Time travel offers many opportunities for paradox and these stories are no exception. Made of the Future! is the best, and perhaps worst, of these. In the story a man stumbles on to a tour of New York given for people from the future. He sneaks along with them and in the future finds a place that makes instant wives. He brings here back to 1950 and enters bliss. But then she goes out for a walk and never returns and he realizes she must have ended up on the tour and never returned. Despite the leap in logic to her eventual fate, it has some nice touches, especially the notion what comes easily disappears easily. I called it perhaps the worst story because the sexual politics of the story are rather strange. The idea that you can just buy the perfect woman in the future is not a healthy prospect and once again turns women into commodities.

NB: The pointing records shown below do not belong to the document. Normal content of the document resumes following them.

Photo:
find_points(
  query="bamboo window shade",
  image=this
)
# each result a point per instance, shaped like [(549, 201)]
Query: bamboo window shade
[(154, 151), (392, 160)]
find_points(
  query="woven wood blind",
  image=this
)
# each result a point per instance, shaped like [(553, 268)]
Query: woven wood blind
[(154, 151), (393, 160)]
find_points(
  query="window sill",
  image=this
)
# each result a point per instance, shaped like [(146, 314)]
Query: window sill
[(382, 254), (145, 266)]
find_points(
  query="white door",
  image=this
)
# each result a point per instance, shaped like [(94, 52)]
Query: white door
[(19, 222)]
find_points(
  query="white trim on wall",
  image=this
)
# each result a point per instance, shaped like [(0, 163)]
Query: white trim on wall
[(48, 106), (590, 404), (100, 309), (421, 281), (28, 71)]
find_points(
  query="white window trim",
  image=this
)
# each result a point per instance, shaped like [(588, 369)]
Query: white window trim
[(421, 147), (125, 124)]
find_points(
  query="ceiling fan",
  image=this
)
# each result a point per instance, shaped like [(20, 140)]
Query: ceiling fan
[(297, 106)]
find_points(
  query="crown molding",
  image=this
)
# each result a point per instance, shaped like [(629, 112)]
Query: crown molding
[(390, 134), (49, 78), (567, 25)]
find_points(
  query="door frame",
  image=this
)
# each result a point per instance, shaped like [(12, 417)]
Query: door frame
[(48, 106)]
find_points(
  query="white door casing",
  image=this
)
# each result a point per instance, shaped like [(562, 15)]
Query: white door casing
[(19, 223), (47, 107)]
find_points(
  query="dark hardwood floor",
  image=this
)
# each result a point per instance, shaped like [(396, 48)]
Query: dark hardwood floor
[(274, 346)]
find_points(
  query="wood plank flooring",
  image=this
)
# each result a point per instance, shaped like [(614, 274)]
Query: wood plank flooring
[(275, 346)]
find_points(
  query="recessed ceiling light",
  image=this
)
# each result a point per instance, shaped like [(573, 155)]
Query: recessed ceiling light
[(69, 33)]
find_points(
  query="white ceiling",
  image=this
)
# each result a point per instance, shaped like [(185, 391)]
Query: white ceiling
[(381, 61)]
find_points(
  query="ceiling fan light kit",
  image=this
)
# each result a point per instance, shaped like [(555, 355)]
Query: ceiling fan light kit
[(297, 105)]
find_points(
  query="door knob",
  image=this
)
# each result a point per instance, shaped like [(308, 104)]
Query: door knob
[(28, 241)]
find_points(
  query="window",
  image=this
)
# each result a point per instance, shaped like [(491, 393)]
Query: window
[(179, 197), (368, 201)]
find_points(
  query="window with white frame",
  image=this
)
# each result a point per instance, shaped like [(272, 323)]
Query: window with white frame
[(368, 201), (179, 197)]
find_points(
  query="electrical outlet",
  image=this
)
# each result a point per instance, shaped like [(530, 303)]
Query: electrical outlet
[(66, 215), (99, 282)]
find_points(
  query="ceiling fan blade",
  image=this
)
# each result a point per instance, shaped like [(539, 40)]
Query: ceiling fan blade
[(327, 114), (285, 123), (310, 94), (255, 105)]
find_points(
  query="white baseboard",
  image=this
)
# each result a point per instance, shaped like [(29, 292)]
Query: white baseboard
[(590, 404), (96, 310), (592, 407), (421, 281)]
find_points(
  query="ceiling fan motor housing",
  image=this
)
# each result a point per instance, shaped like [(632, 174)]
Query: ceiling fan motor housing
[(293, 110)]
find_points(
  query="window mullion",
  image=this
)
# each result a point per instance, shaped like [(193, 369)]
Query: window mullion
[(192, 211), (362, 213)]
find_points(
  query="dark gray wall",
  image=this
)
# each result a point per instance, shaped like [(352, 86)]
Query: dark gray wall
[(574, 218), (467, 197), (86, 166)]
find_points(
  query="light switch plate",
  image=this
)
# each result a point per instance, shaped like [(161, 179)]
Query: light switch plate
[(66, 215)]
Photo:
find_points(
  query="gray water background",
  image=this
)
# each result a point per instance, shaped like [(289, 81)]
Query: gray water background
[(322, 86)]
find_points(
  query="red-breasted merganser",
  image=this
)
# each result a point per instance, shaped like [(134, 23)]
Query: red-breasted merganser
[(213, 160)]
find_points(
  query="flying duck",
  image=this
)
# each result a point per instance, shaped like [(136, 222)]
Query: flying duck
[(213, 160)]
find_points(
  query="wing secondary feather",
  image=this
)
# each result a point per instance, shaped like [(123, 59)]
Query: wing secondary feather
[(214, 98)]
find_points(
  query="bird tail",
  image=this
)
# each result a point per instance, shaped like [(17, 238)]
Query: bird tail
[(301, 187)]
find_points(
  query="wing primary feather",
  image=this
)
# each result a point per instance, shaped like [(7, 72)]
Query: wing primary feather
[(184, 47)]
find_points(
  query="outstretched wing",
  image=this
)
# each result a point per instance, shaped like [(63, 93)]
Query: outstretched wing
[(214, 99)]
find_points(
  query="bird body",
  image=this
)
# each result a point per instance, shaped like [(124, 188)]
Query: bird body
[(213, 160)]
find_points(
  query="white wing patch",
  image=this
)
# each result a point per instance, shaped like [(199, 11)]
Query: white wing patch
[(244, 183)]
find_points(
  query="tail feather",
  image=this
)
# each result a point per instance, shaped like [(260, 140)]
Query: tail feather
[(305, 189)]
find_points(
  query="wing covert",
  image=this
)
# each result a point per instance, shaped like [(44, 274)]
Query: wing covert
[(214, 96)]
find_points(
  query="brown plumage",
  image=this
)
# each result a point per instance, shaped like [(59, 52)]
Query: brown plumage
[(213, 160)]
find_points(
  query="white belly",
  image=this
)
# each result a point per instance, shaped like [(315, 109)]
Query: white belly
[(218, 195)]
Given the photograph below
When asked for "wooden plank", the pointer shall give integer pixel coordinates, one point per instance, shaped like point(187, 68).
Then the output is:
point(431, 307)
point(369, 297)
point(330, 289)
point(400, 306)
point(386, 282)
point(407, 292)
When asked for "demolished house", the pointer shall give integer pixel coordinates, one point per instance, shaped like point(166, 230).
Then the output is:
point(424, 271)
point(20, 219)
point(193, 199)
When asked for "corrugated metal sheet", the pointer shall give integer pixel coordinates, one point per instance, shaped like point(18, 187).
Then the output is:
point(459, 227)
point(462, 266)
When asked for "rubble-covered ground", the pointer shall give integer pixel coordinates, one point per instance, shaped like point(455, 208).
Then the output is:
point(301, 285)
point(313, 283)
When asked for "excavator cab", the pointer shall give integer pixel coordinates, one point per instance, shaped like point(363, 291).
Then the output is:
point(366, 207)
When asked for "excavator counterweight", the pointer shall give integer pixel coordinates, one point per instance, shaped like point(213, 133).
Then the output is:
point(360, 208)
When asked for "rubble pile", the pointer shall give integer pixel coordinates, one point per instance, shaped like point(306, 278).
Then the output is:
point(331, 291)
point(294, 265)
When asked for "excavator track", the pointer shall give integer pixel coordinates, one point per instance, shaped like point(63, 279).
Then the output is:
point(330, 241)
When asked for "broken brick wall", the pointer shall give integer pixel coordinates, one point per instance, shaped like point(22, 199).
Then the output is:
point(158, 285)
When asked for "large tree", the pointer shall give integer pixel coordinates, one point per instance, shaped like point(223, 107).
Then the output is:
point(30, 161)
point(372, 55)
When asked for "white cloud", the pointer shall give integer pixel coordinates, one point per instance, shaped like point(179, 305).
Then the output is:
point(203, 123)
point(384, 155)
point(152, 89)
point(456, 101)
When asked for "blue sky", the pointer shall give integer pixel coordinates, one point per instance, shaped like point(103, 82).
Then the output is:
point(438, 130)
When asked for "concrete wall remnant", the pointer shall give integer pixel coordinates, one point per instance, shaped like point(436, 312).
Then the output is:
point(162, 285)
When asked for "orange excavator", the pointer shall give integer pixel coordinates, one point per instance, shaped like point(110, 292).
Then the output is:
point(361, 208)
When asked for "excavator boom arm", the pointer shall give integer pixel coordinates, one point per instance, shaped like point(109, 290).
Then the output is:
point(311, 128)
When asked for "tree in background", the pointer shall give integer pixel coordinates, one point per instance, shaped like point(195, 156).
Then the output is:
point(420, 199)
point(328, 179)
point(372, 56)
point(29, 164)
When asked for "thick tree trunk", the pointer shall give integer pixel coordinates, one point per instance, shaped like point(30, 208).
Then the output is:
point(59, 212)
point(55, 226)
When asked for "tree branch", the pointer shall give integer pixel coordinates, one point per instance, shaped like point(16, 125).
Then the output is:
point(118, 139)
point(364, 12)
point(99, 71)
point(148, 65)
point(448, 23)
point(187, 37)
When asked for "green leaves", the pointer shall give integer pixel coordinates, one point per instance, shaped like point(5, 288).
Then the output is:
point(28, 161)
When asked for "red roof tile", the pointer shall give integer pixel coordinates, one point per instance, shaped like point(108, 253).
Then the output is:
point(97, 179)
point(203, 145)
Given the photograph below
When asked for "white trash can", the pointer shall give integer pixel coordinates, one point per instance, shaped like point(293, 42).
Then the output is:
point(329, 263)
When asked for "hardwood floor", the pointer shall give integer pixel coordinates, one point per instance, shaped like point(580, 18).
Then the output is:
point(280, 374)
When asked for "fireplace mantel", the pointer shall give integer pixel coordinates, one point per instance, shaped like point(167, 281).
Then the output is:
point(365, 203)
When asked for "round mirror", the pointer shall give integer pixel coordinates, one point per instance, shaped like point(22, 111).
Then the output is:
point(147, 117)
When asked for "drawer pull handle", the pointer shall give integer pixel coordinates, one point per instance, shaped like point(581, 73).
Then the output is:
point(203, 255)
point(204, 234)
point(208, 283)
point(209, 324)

Just in time for the 100th anniversary of World War I is Goddamn This War! by Tardi with chronology by Jean-Pierre Verney (translated by Helge Dascher). The book is a brief history of World War I that eschews plot or characterization and instead dwells on the massive incompetence and horrid logic of the war, using mounting barbarities as an indictment of the war. The book seems as if it is narrated by a soldier and in a way it is: the voice of the nameless, a kind of chorus, recounting pointless act after another. Told in little short vignettes that relate everyday life of the war, Tardi shows the pointless of it all. From relating the death of a man while doing his business to showing the graphic moment results of a shell landing in a trench to showing a snow covered field with blood leaking through. No moment of the grotesque escapes his vituperation and sarcasm. If you’re squeamish this is not a book for you; however, there is more here than just war porn. Tardi is reasonably effective in showing the low points of the war (mostly that’s what they were). The basic chronology and graphic depiction of it will give anyone reading this an excellent insight into the war. He does narrate the major events, such as when Italy enters the war or the Battle of Verdun is taking place, what interests him, though, is not the movement of troops or the political implications, but how little it matters. In addition to Tardi’s narrative there is a fine chronology of the war written by Jean-Pierre Verney. Like Tardi’s work it show’s just how badly run the war was and how unprepared the French and British were. The chronology and Tardi’s work make this anything but a typical work of military history. It seems more like the work of the German anarchist Ernst Friedrich’s Krieg dem Kriege (War against War!), published in 1924 and filled with images what really happens in war, the maiming, deaths, etc. It is in this focus on what happened, what the aftermath was like for those with facial wounds, what little support the disabled were given, that his book takes on its real power: the reminder that war is more than just movement of little ticks on a map.